The exact cause is unknown, but they are thought to be due to occlusion or blockage of the sweat duct apparatus, which results in the retention of sweat and a dilated cystic structure.[3] The lesions are benign and usually asymptomatic. The lesions grow slowly, usually persist indefinitely, and seldom recur after removal. No seasonal variation or familial tendencies have been identified. The diagnosis of this rare case multiple AH is though clinical yet biopsy aids in confirmation and differentiating it from other head and neck lesions [Table 1].
Table 1.
Differential diagnosis of AH

Multiple eyelid AH's are associated with an autosomal recessive syndrome, Schopf–Schulz–Passarge. It is characterized by palmoplantar hyperkeratosis, hypodontia, and hypotrichosis. AH may also be associated with X-linked dominant Goltz–Gorlin or focal dermal hypoplasia syndrome include microphthalmia; periocular multiple hidrocystomas; papillomas of the lip, tongue, anus, and axilla; skeleton abnormalities; and mental retardation.[4]

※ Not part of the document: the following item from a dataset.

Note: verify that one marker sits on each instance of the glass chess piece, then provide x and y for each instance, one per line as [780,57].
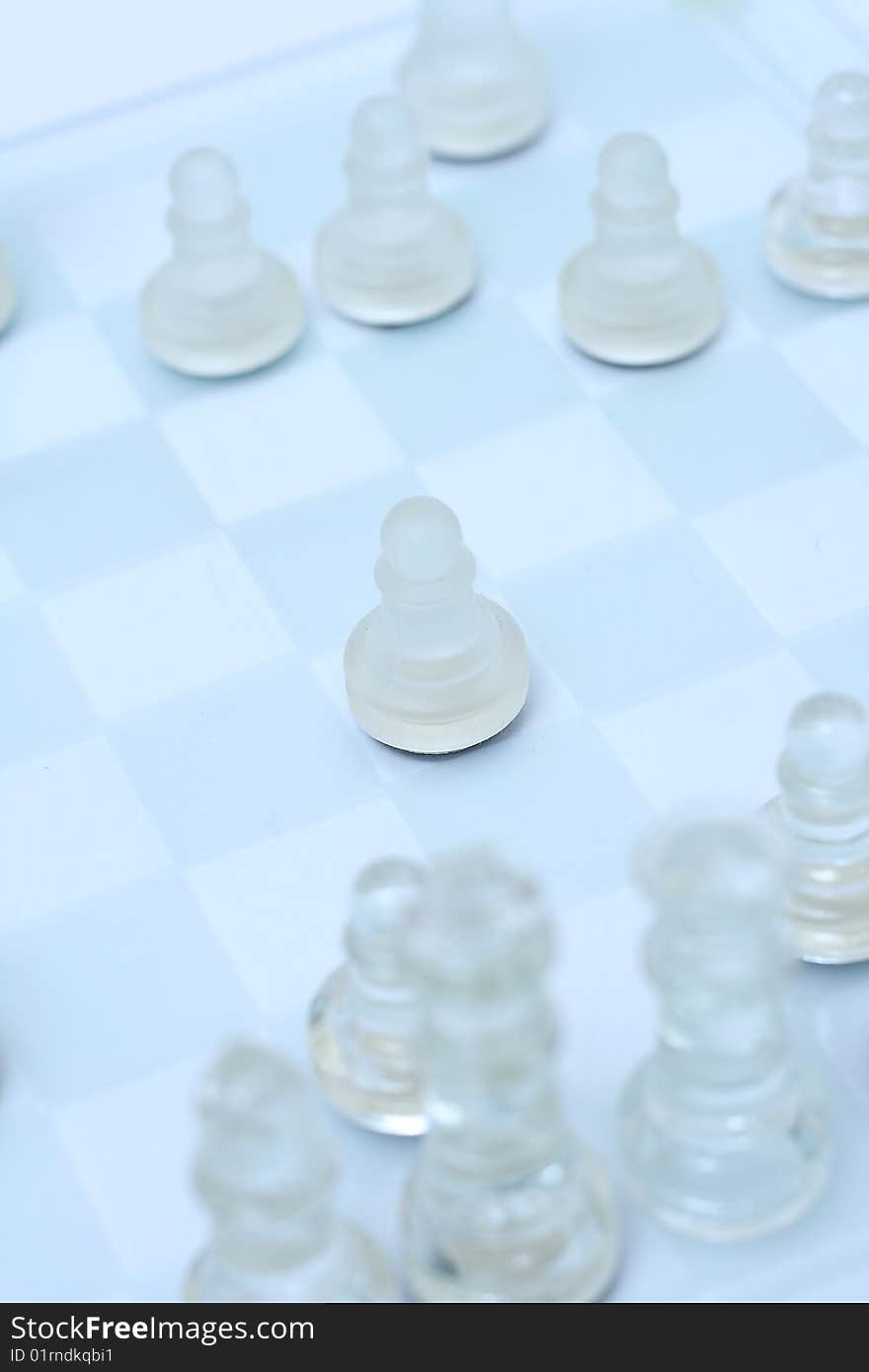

The treatment provided in this case using radiofrequency ablation of lesions under topical anesthesia with prilocaine and lidocaine proved superior to other methods due to its low scarring and recurrence rates. The most common approach to the treatment of AH is simple needle puncture. Multiple lesions of AH have been successfully treated with topical 1% atropine or scopolamine creams, although anticholinergic side effects could cause patients to discontinue the treatment.[4] Other methods that have shown success are carbon dioxide laser vaporization and laser treatment.[5] Treatment of cysts with trichloroacetic is technically simpler and much less time-consuming than surgical excision.[6]
Though few cases of multiple AH over the face are reported, its resemblance to many other appendageal benign and malignant tumors may be of help in diagnosis and management of the condition. As this condition, commonly presents on face recurrence of lesions were not found proving the management of this case using radiofrequency ablation superior to other methods of treatment.
Declaration of patient consent
The authors certify that they have obtained all appropriate patient consent forms. In the form the patient(s) has/have given his/her/their consent for his/her/their images and other clinical information to be reported in the journal. The patients understand that their names and initials will not be published and due efforts will be made to conceal their identity, but anonymity cannot be guaranteed.
Financial support and sponsorship
Nil.
Conflicts of interest
There are no conflicts of interest.
Acknowledgement
Dr. Rajeev Joshi, Consultant Dermatopathologist, P D Hinduja Hospital, Mumbai.